Il gruppo ben articolato in cellule presenti in Italia e all’estero, pur con compiti differenti, avevano l’obiettivo di far arrivare i migranti in Italia a bordo d’imbarcazioni tipo veliero con partenza dalla Turchia e dalla Grecia con destinazione finale al Centro-Nord Europa.

L’indagine iniziata nel 2018 ha svelato come fosse stato creato un sistema di accoglienza illegale, organizzato tra l’estero e i diversi capoluoghi italiani coinvolti che comprendeva anche il vitto e l’alloggio nelle diverse tappe (Crotone, Lecce, Brindisi, Foggia, Grosseto, Imperia, Milano, Torino, Trieste) e al quale i migranti si affidavano completamente fin da quando prendevano i primi contatti con la cellula turca nel quartiere di Aksaray.

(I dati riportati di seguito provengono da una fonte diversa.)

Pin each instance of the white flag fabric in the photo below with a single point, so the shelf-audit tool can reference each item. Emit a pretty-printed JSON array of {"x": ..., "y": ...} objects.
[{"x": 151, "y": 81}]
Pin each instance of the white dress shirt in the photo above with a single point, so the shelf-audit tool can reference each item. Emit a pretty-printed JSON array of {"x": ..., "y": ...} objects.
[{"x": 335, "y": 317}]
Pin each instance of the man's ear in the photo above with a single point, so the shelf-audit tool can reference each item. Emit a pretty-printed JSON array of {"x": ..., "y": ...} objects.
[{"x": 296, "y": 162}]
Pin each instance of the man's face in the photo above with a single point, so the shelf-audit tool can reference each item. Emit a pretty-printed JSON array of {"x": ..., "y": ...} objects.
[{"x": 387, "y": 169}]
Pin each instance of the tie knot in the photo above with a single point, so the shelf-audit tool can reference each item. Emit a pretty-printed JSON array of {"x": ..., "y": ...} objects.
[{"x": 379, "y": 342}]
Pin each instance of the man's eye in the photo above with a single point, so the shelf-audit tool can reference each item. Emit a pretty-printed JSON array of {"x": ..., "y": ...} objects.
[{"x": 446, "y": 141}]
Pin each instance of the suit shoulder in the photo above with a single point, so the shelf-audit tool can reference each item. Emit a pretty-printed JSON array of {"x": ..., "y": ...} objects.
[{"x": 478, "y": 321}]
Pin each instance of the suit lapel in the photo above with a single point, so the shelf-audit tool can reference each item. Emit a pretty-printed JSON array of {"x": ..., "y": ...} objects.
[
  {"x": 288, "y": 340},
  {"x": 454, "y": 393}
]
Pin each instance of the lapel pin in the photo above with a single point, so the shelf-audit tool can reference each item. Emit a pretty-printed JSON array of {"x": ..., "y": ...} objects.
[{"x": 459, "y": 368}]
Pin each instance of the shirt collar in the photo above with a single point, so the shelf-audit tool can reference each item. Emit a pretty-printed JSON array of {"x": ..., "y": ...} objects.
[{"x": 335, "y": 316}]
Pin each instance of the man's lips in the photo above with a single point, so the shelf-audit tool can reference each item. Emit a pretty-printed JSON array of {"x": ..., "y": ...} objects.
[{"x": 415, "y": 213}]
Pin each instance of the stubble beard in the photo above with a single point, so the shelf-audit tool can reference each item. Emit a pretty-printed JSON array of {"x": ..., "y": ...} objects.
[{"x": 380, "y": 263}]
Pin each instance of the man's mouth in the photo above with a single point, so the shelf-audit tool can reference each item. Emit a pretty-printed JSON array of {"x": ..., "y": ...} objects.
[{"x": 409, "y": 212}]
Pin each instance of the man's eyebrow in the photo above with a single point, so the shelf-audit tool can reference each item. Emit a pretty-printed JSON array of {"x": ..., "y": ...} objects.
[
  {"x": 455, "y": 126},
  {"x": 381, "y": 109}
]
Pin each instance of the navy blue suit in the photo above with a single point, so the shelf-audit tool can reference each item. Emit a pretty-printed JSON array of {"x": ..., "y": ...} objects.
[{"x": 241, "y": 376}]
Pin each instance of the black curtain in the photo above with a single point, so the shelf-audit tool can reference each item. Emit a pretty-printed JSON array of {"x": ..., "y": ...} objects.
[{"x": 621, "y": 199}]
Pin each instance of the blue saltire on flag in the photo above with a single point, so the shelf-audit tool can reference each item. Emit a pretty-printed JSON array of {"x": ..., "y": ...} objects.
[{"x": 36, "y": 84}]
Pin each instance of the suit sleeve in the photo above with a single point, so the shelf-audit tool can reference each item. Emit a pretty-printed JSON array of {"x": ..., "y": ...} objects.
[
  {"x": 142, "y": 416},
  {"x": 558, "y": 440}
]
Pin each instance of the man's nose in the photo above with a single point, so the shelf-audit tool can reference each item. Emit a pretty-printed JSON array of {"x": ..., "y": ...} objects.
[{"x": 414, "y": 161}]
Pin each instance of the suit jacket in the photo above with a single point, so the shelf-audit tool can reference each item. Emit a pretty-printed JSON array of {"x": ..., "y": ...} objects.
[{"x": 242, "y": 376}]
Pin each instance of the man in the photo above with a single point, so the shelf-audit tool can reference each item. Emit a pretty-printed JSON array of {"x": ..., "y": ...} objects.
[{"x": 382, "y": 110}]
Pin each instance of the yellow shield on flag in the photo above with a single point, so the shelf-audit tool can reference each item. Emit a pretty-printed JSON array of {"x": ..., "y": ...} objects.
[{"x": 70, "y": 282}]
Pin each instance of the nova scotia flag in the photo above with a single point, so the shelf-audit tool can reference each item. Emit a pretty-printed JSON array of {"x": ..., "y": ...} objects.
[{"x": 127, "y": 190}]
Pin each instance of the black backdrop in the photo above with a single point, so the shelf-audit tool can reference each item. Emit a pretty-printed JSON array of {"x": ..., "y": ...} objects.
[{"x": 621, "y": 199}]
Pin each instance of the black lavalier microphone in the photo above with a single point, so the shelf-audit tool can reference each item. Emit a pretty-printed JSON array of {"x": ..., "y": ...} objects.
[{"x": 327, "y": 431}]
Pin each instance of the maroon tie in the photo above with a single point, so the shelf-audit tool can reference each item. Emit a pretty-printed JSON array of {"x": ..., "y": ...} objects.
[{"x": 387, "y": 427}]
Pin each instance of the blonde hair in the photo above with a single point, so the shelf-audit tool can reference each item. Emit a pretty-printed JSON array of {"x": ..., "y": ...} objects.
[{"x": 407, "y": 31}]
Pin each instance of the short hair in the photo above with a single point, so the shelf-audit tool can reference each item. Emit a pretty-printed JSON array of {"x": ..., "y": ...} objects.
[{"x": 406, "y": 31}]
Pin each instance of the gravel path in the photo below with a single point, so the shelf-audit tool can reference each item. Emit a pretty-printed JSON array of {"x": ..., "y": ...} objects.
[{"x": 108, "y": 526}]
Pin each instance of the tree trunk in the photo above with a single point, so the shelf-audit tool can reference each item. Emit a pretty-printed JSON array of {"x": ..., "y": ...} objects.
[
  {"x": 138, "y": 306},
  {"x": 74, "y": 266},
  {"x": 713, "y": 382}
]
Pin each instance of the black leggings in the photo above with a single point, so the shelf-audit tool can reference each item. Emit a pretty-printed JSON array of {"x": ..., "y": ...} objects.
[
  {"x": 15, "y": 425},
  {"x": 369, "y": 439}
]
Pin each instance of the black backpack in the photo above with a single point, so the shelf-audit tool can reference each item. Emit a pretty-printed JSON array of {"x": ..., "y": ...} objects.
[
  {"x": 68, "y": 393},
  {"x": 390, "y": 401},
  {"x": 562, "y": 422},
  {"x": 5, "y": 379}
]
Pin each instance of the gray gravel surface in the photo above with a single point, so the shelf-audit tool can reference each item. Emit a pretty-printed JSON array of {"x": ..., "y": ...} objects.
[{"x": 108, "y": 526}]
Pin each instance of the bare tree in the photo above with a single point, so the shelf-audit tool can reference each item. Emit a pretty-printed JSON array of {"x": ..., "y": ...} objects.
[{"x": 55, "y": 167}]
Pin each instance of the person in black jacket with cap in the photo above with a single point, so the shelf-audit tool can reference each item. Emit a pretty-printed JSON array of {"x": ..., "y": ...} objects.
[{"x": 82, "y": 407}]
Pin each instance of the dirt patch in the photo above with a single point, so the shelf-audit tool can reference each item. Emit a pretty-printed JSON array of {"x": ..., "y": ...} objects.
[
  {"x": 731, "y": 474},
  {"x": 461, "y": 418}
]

Stabilito il prezzo per il trasferimento fino in Nord Europa, che poteva essere compreso tra i 7 e i 15 mila euro, i migranti corrispondevano una prima parte del denaro mediante il sistema hawala per raggiungere il confine con la Grecia, in genere nella città di Salonicco. Alla cellula greca consegnavano la seconda parte del denaro per entrare in Grecia da dove poi si imbarcavano per il Sud Italia.

Le località di sbarco nel nostro Paese venivano concordate ogni volta con la cellula italiana che con 500/ 600 euro favoriva il trasferimento verso il confine con la Francia e la Slovenia.

Infine, da Ventimiglia o Trieste, i migranti pagavano un ulteriore prezzo, concordato da un tariffario, per superare il confine a bordo di camion, treni o taxi, in relazione alle disponibilità economiche degli stessi; se qualcuno non fosse stato in grado di pagare le somme stabilite, sarebbe rimasto bloccato in Italia nel luogo di raccolta.

L’indagine ha messo in luce anche come avveniva il riciclaggio del denaro proveniente da tale attività. L’organizzazione si avvaleva di prestanome che prelevavano i soldi da una cassa comune dove convergeva il denaro dei migranti per poi trasferirlo all’estero tramite il sistema Money Transfer.